Moskau. Die Richterin Marina Syrowa hält eine dicke braune Ledermappe in der Hand. Ein goldener Adler, Russlands Wappen, schmückt die Vorderseite, darin liegt ein Urteil auf mehr als 100 Seiten. "Tolokonnikowa, Samutsewitsch und Alechina sind schuldig", liest sie vor. Die drei Frauen aus der Punkband Pussy Riot stehen im braunen Kasten hinter Panzerglas. Als sie das hören, lächeln sie nur ironisch, als ob sie nichts anderes erwartet hätten. Die Verlesung dauert drei Stunden, erst am Schluss wird das Strafmaß genannt: zwei Jahre Haft für jede, die Zeit in der Untersuchungshaft wird mit eingerechnet. "Schande!", ruft jemand im Saal.
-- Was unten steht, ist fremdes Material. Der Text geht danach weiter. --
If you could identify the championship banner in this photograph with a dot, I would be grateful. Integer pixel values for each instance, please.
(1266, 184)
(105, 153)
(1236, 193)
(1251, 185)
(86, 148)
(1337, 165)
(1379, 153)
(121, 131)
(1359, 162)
Die drei Frauen, zwei von ihnen sind Mütter, standen seit Ende Juli vor Gericht. Sie hatten im Februar mit einem sogenannten Punkgebet in der russisch-orthodoxen Erlöser-Kathedrale in Moskau gegen Wladimir Putin demonstriert, der damals für das Präsidentenamt kandidierte. Die Staatsanwaltschaft hatte für diesen Protest drei Jahre Haft beantragt.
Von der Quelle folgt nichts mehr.